Connaissez-vous le test de Turing ? C'est une proposition de test d'intelligence artificielle basé sur la faculté d'une IA à imiter la conversation humaine. En engageant la conversation avec une IA d'une part, et un être humain d'autre part, le test est considéré comme réussi si le sujet ne sait pas dire lequel de ses deux interlocuteurs est un ordinateur.

Une compétition sponsorisée par 2K Games, le BotPrize, a vu une IA conçue par des scientifiques de l'université du Texas à Austin réussir à convaincre un panel de juges qu'elle était plus humaine que la moitié des humains contre lesquels elle était engagée... dans une partie de Unreal Tournament 2004 ! En effet, seuls 40% des juges ont réussi à percevoir les humains comme tels, alors que 52% d'entre eux ont estimé que le bot UT^2 était humain. Ce bot a partagé les honneurs de cette victoire avec MirrorBot, développé lui par l'informaticien roumain Mihai Polceanu, et qui a lui aussi atteint un "taux d'humanité" de 52%.

Ces résultats ont été annoncés lors de la Conférence IEEE sur l'Intelligence Informatique et les Jeux, 100 ans après la naissance du mathématicien Alan Turing, dont le test éponyme constitue une fondation de la définition d'une réelle intelligence artificielle.

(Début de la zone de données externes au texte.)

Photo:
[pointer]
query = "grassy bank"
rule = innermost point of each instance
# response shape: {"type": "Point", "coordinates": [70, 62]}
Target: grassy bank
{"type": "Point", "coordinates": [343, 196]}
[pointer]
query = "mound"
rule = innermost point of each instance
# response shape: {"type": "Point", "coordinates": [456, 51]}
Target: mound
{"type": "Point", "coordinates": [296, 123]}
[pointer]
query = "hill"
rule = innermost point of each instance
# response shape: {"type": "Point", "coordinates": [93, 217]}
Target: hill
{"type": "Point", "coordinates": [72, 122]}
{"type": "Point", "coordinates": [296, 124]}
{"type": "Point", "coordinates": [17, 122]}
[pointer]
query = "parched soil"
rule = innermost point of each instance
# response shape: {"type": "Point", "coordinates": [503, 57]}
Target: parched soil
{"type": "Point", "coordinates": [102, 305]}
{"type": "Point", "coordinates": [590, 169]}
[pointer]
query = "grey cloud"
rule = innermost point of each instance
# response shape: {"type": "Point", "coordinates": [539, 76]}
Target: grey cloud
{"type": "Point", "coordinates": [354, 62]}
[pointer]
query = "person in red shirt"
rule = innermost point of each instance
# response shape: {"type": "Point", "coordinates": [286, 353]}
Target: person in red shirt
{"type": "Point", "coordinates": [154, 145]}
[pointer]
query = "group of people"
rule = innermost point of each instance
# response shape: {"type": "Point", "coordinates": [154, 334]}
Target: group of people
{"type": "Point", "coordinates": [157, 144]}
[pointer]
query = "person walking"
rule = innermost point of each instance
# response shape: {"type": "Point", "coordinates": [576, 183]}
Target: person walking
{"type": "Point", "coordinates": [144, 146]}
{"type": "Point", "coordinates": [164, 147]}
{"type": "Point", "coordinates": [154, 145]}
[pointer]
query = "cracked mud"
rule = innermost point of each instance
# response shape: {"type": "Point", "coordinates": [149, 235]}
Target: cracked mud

Risto Miikkulainen, professeur d'informatique au College of Natural Sciences et concepteur du bot UT^2 avec les étudiants en doctorat Jacob Schrum et Igor Karpov, explique :

Quand cette compétition de "Test de Turing pour bots de jeu" a commencé, le but était d'obtenir 50% d'humanité. Ca nous a pris 5 ans pour y parvenir, mais ce niveau a finalement été atteint la semaine dernière, et ce n'était pas un coup de chance.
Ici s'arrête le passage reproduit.